Batesville Casket believes that the preliminary ruling is incorrect as a matter of law and is evaluating alternative courses of action available, including appeal.

About Hillenbrand Industries, Inc.
Hillenbrand, headquartered in Batesville, Indiana, is a publicly traded holding company for two major wholly owned businesses serving the health care and funeral services industries. Hill-Rom Company is a manufacturer of equipment for the health care industry and a provider of associated services for wound, pulmonary and circulatory care. It is also a provider of medical equipment outsourcing and asset management services. Batesville Casket is a leading manufacturer and supplier of burial caskets, cremation products and related services to licensed funeral homes.

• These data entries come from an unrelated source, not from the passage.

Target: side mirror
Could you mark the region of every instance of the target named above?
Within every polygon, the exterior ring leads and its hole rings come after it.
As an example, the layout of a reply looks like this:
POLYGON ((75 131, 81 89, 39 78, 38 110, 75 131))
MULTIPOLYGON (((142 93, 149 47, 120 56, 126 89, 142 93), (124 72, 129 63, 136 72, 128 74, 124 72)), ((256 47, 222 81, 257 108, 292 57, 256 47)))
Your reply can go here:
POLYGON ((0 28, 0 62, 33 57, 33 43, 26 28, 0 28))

Disclosure Regarding Forward-Looking Statements:
Certain statements in this press release contain forward-looking statements, within the meaning of the Private Securities Litigation Reform Act of 1995, regarding the Company’s future plans, objectives, beliefs, expectations, representations and projections. The Company has tried, wherever possible, to identify these forward-looking statements using words such as “evaluating,” “proposed,” and “believe.” The absence of such terms, however, does not mean that the statement is not forward-looking. It is important to note that forward-looking statements are not guarantees of future performance, and the Company’s actual results could differ materially from those set forth in any forward-looking statements. Factors that could cause actual results to differ from forward-looking statements include but are not limited to: the Company’s dependence on its relationships with several large national providers and group purchasing organizations, changes in death rates, costs and availability of raw materials, the success of the Company’s restructuring, realignment and cost reduction efforts, whether the Company’s new products are successful in the marketplace, changes in customers’ Medicare reimbursements, the success of the implementation of the Company’s enterprise resource planning system, compliance with FDA regulations, tax-related matters, potential exposure to antitrust, product liability or other claims, failure of the Company to execute its acquisition strategy through the consummation and successful integration of acquisitions and the ability to retain executive officers and other key personnel. For a more in depth discussion of these and other factors that could cause actual results to differ from those contained in forward-looking statements, see the discussions under the heading “Risk Factors” in the Company’s Annual Report on Form 10-K for the period ended September 30, 2004 and under the heading “Forward-Looking Statements and Factors That May Affect Future Results” in the Company’s Quarterly Report on Form 10-Q for the quarter ended June 30, 2005. The Company assumes no obligation to update or revise any forward-looking statements.